The brunt of the selling has been in tech, where the bruising stretch left the S&P 500 Information Technology Index down more than 10% from its July high. The gauge also just clocked its third 1% down session in the last five. Meanwhile, confidence among consumers fell to a four-month low, showcasing cracks in the economy’s main engine.
A hawkish Fed hasn’t been a problem for stocks for most of the year, but the market mood is souring as officials continue to signal that rates might need to stay higher for longer than investors had expected. The fear is that the central bank’s zeal to curb inflation could break the economy, which combined with a wary consumer would leave the market vulnerable to a reversal as megacap tech giants collapse.
“The worry about rising yields hasn’t dissipated — it’s become more severe, and even though tech stocks have been able to hang on, you’re starting to see the cracks,” said Quincy Krosby, chief global strategist at LPL Financial. “US consumers — a very important element of the market — are getting more worried, and it’s not what the market wants to see.”
The S&P 500 info tech index fell 1.8% on Tuesday, widening its drop from a July peak to 11%, as 10-year Treasury yields hovered near the highest level since 2007. The S&P 500 fell 1.5%.
Sentiment took a hit as Minneapolis Fed President Neel Kashkari said he supports one more rate hike this year if the economy is stronger than expected. That came hours after JPMorgan Chase & Co.’s Jamie Dimon warned that a worst-case scenario of Fed benchmark rates hitting 7% along with stagflation remains a possibility.
Once-ebullient consumers have gotten the message, as evidenced by the sharp decline in the Conference Board’s consumer confidence index. Meanwhile, a measure of consumer expectations over the next six months fell to 73.7, below the 80 level that historically signals a recession within the next year.
Personal care companies, home products stores and online marketplace names were among the biggest decliners in the S&P 500 Tuesday, leaving the index at the lowest level since June. Etsy Inc. sank 4.4%, the third-most in the index, while Estee Lauder Inc. fell 4%.
Read: US Consumer Confidence Drops to a Four-Month Low on Outlook (2)
While the global nature of technology companies shields them somewhat from domestic growth woes, they’re not immune from the impact. As anxiety about a higher-for-longer regime mounts, selling megacap growth stocks, the market’s best performers for most of this year, is increasingly becoming a source of funds for investors, according to Miller Tabak + Co. chief market strategist Matt Maley.
“Now that it has finally sunk in that rates are indeed going to stay higher for longer, (investors are) quickly becoming worried about the valuation levels of these big-cap tech stocks,” Maley said by email.
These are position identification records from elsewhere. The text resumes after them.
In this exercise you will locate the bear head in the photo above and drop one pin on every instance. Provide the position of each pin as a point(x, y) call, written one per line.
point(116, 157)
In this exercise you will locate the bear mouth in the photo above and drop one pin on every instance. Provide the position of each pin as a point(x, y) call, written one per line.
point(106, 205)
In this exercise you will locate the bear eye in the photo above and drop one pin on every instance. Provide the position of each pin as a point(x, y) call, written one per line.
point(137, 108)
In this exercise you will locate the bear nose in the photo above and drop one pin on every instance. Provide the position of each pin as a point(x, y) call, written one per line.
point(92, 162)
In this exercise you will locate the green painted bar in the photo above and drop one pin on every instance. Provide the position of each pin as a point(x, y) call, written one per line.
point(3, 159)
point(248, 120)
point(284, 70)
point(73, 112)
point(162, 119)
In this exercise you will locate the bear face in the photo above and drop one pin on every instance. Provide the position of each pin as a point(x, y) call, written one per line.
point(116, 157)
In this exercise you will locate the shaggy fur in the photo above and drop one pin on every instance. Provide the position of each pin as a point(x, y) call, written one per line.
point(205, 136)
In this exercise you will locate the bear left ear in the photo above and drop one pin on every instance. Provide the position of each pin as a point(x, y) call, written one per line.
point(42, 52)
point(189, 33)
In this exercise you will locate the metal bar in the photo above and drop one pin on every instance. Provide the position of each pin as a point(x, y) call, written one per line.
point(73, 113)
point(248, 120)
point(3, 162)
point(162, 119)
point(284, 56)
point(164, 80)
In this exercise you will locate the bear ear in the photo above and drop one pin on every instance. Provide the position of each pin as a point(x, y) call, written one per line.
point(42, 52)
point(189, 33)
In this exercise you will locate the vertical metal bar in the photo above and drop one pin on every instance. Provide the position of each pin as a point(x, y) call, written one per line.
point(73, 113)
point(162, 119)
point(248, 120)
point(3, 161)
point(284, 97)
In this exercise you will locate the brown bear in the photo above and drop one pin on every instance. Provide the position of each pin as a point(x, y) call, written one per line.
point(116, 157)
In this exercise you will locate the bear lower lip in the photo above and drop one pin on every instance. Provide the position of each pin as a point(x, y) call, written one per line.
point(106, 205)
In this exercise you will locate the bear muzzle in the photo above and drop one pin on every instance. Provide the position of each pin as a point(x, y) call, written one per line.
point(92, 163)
Of course, even after a 10% drop since July, the S&P 500 Information Technology Index remains up 32% in 2023, compared with an 11% gain in the S&P 500. But investors doubt that the group will resume its first-half trajectory anytime soon.
Positioning in the tech-heavy Nasdaq 100 Index is now one-sided net short at $8.1 billion, with all long positions unwound, according to Citigroup Inc. strategists.
“Part of it is profit taking, part equity market anxiety as the higher for longer rates tone really settles in here,” said Todd Sohn, managing director of ETF and technical strategy at Strategas Securities LLC.